Летопись кира — Иоакима, в миру Ивана Большого Петровича Савелова, можайского дворянина.
…Слов нет, мирская тщета, а все равно родом своим гордился. То ли впрямь шел он от выходца из «Свизской» земли легендарного Андроса, то ли начинался от всем известного посадника Великого Новгорода Кузьмы Савелова. Богатого землями, селами, рухлядью. Войны не искавшего, но и сражений не чуждавшегося — было бы за что постоять. За то же выкликнули посадником и сына его, Ивана Кузьмича, в 1477 году, а спустя несколько месяцев взял над Новгородом верх Московский князь. Вместе со знаменитой своим упорством и крутым нравом Марфой Борецкой вывезли Кузьмича в Первопрестольную. Лишили отписанных на Московского князя — конфискованных — земельных владений. При Иване Грозном постигла та же судьба и младших Савеловых, силой переселенных в Ростов Великий и Можайск. Главным казалось великим князьям оторвать крепкий род от древних корней.

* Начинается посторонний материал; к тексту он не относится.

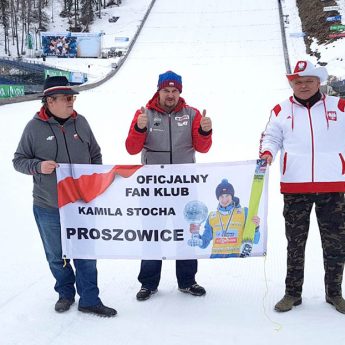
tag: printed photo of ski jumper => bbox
[188,174,263,258]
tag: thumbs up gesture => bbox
[200,109,212,132]
[137,106,148,130]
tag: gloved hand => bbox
[240,241,253,257]
[188,238,203,247]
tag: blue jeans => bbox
[33,205,101,307]
[138,259,197,290]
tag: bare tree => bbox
[20,0,27,54]
[74,0,79,29]
[80,0,93,31]
[38,0,42,29]
[9,0,20,57]
[0,0,10,55]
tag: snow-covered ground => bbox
[1,0,345,345]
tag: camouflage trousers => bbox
[283,192,345,298]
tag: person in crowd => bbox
[13,76,117,317]
[188,179,260,258]
[260,60,345,314]
[125,70,212,301]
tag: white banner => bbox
[56,160,269,260]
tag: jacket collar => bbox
[290,91,324,108]
[36,106,77,122]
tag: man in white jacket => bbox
[260,60,345,314]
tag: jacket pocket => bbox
[282,152,288,175]
[339,153,345,175]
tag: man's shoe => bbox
[274,295,302,312]
[179,284,206,296]
[136,287,158,301]
[78,303,117,317]
[326,295,345,314]
[55,298,75,313]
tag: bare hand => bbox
[261,154,273,165]
[137,106,148,129]
[41,160,58,174]
[200,109,212,132]
[252,215,260,227]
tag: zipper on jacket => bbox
[168,114,173,164]
[60,125,72,164]
[306,104,315,182]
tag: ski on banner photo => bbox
[240,159,268,257]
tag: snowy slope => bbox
[1,1,345,345]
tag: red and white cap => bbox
[286,60,328,83]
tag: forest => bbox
[0,0,121,57]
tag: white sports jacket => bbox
[260,94,345,193]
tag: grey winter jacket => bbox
[125,94,212,164]
[13,108,102,208]
[142,107,197,164]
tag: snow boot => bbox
[78,303,117,317]
[55,298,75,313]
[136,287,158,301]
[274,295,302,312]
[179,284,206,296]
[326,296,345,314]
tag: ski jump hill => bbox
[3,1,342,345]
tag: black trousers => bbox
[283,193,345,297]
[138,259,197,290]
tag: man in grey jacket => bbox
[126,70,212,301]
[13,76,116,317]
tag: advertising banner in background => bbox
[44,70,87,84]
[44,69,71,79]
[41,32,102,58]
[56,160,268,260]
[326,15,342,22]
[0,85,25,98]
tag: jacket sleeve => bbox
[83,119,102,164]
[125,109,148,155]
[259,108,283,159]
[89,132,102,164]
[199,217,213,249]
[13,122,42,175]
[192,110,212,153]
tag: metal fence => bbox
[0,57,68,90]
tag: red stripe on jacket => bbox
[338,98,345,112]
[281,181,345,193]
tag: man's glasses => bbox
[52,95,77,102]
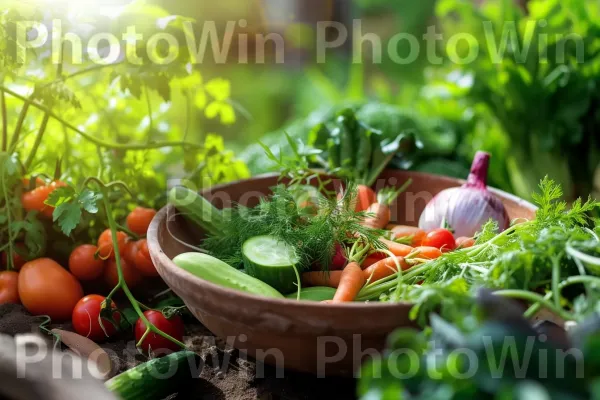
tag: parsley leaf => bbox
[45,186,100,236]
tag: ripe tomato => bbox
[422,229,456,252]
[104,258,142,289]
[69,245,104,281]
[122,240,138,267]
[455,237,476,249]
[18,258,84,320]
[135,310,184,355]
[1,243,27,270]
[72,295,120,341]
[21,181,67,219]
[21,177,45,189]
[132,239,158,277]
[97,229,128,260]
[0,271,20,304]
[390,225,427,246]
[126,207,157,236]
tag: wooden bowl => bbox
[147,170,536,376]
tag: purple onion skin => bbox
[418,152,510,237]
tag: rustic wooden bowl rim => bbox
[148,171,537,309]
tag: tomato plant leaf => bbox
[79,188,99,214]
[53,201,82,235]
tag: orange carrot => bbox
[332,262,366,302]
[361,255,381,269]
[356,185,377,212]
[412,246,443,260]
[378,238,414,257]
[390,225,426,246]
[362,203,391,229]
[302,271,343,288]
[363,256,409,283]
[455,237,476,249]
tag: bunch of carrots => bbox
[303,184,476,303]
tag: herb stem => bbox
[0,169,14,270]
[9,99,31,152]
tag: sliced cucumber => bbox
[285,286,337,302]
[242,235,300,294]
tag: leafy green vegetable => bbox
[359,177,600,324]
[359,291,600,400]
[45,186,100,236]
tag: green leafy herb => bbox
[45,186,100,236]
[202,184,383,270]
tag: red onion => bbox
[330,242,347,270]
[418,152,509,237]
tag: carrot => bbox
[362,202,391,229]
[361,255,381,269]
[390,225,426,246]
[356,185,377,212]
[412,246,443,260]
[363,256,409,283]
[455,237,476,249]
[302,271,343,288]
[332,262,366,302]
[377,238,413,257]
[361,180,412,230]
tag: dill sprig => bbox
[202,183,383,270]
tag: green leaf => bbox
[53,202,82,236]
[78,189,99,214]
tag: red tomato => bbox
[455,237,476,249]
[69,245,104,281]
[21,177,46,189]
[1,243,27,270]
[72,295,121,342]
[126,207,157,236]
[123,240,139,267]
[18,258,84,320]
[132,239,159,277]
[0,271,20,304]
[104,258,142,289]
[422,229,456,252]
[135,310,184,355]
[21,181,67,219]
[97,229,128,260]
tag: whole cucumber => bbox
[173,252,284,299]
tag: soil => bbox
[0,304,357,400]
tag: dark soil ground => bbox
[0,304,356,400]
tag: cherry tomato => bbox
[21,181,67,219]
[390,225,427,246]
[0,271,20,304]
[422,229,456,252]
[135,310,184,355]
[1,243,27,270]
[18,258,84,320]
[69,245,104,281]
[97,229,128,260]
[132,239,159,277]
[72,295,120,342]
[455,237,476,249]
[21,177,45,189]
[104,258,142,289]
[126,207,157,236]
[123,240,139,267]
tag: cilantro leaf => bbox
[46,186,100,236]
[78,189,100,214]
[53,202,82,236]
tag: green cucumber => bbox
[173,252,284,298]
[286,286,337,302]
[168,187,223,236]
[105,350,199,400]
[242,235,300,294]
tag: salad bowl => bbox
[147,170,536,376]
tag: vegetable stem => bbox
[98,182,187,351]
[0,86,203,151]
[9,100,30,152]
[23,113,50,170]
[494,289,574,321]
[1,90,7,152]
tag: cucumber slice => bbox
[242,235,300,294]
[286,286,337,302]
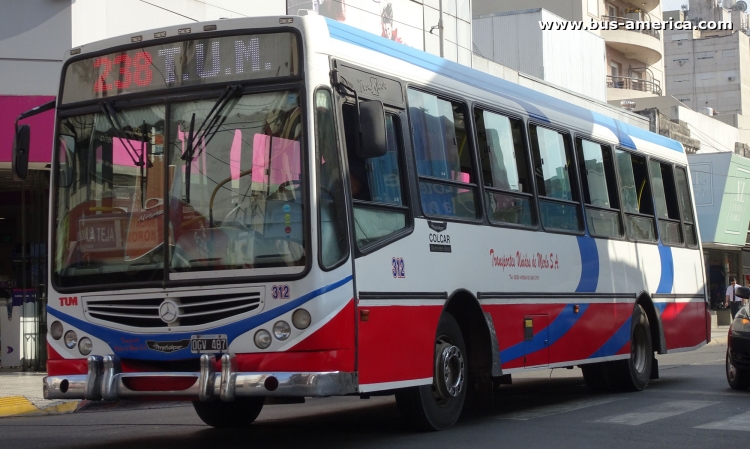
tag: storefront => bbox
[690,152,750,310]
[0,96,55,370]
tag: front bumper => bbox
[44,354,357,401]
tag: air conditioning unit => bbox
[729,76,736,81]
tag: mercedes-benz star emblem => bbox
[159,300,180,324]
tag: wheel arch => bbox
[442,289,502,378]
[635,291,667,354]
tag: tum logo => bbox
[59,296,78,306]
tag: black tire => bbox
[396,314,467,431]
[726,349,750,390]
[193,398,265,428]
[607,304,653,392]
[581,363,610,392]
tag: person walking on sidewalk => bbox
[726,277,742,319]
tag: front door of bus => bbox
[524,315,549,368]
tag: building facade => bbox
[663,4,750,116]
[473,0,666,102]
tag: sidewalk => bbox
[710,324,730,345]
[0,372,79,418]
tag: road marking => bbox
[596,400,717,426]
[696,411,750,431]
[497,397,623,421]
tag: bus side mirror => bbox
[358,100,387,159]
[736,286,750,300]
[13,124,31,181]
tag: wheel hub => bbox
[435,343,465,400]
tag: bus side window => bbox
[342,103,409,251]
[649,160,683,245]
[474,109,535,226]
[408,89,478,219]
[675,166,698,247]
[615,150,657,241]
[315,89,349,269]
[529,125,582,232]
[575,138,622,238]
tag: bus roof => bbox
[323,17,685,157]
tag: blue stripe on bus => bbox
[499,304,590,364]
[588,316,632,359]
[656,245,674,294]
[575,236,599,293]
[325,19,684,153]
[47,275,354,361]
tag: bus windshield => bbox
[54,90,305,288]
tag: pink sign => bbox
[0,95,56,164]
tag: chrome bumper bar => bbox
[44,354,357,401]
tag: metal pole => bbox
[439,0,444,58]
[21,177,27,370]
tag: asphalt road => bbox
[2,340,747,449]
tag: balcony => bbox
[620,0,660,13]
[607,75,662,101]
[601,16,663,65]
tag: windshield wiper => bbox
[101,102,145,168]
[181,84,241,203]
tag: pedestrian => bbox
[726,277,742,319]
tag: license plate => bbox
[190,334,228,354]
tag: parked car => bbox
[726,286,750,389]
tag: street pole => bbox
[439,0,444,58]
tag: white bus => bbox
[16,14,706,431]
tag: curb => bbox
[0,396,80,418]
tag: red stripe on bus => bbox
[357,304,443,385]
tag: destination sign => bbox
[61,32,299,104]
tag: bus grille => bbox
[84,290,264,329]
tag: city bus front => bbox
[43,17,356,420]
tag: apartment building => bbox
[663,2,750,116]
[473,0,666,102]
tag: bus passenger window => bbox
[408,89,478,219]
[615,150,657,241]
[649,160,683,245]
[342,103,409,251]
[675,166,698,247]
[576,139,622,238]
[474,109,534,226]
[315,89,349,269]
[529,125,582,232]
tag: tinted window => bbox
[675,166,698,247]
[315,89,349,268]
[616,150,656,241]
[343,104,409,250]
[475,109,534,226]
[650,160,682,245]
[409,89,477,219]
[530,125,581,232]
[576,139,622,238]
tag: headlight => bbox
[254,329,272,349]
[292,309,311,329]
[78,337,93,356]
[732,316,750,332]
[273,321,291,341]
[64,330,78,349]
[50,321,64,340]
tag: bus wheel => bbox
[726,349,750,390]
[608,305,653,391]
[581,363,610,392]
[396,314,467,431]
[192,398,265,428]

Не каждый бы такую обиду простил, не каждый душой смирился. Савеловы разобрались: одно дело — государь, другое — родная земля. У государей ласки не искали, за землю сражались честно. Не зря в царском указе о награждении брата патриарха — Тимофея Петровича Савелова будет сказано: «…За его которые службы ратоборства и храбрость мужественное ополчение и крови и смерти и предки и отец его и сродники, и он показали в прошедшую воду в Коруне Польской и Княжестве Литовском, похваляя милостиво тое их службу и промыслы и храбрость, в род и потомство поместья в вотчину в Можайском уезде… жребей пустоши Захарковской… А буде у его в роду не останется и та вотчина останется и не заложена, и в приданые не отдана и та вотчина взять и приписать в нашим великого государя волостям…» Заметим, речь шла о том самом Захарове, близ Больших Вязем, в котором прошло пушкинское детство.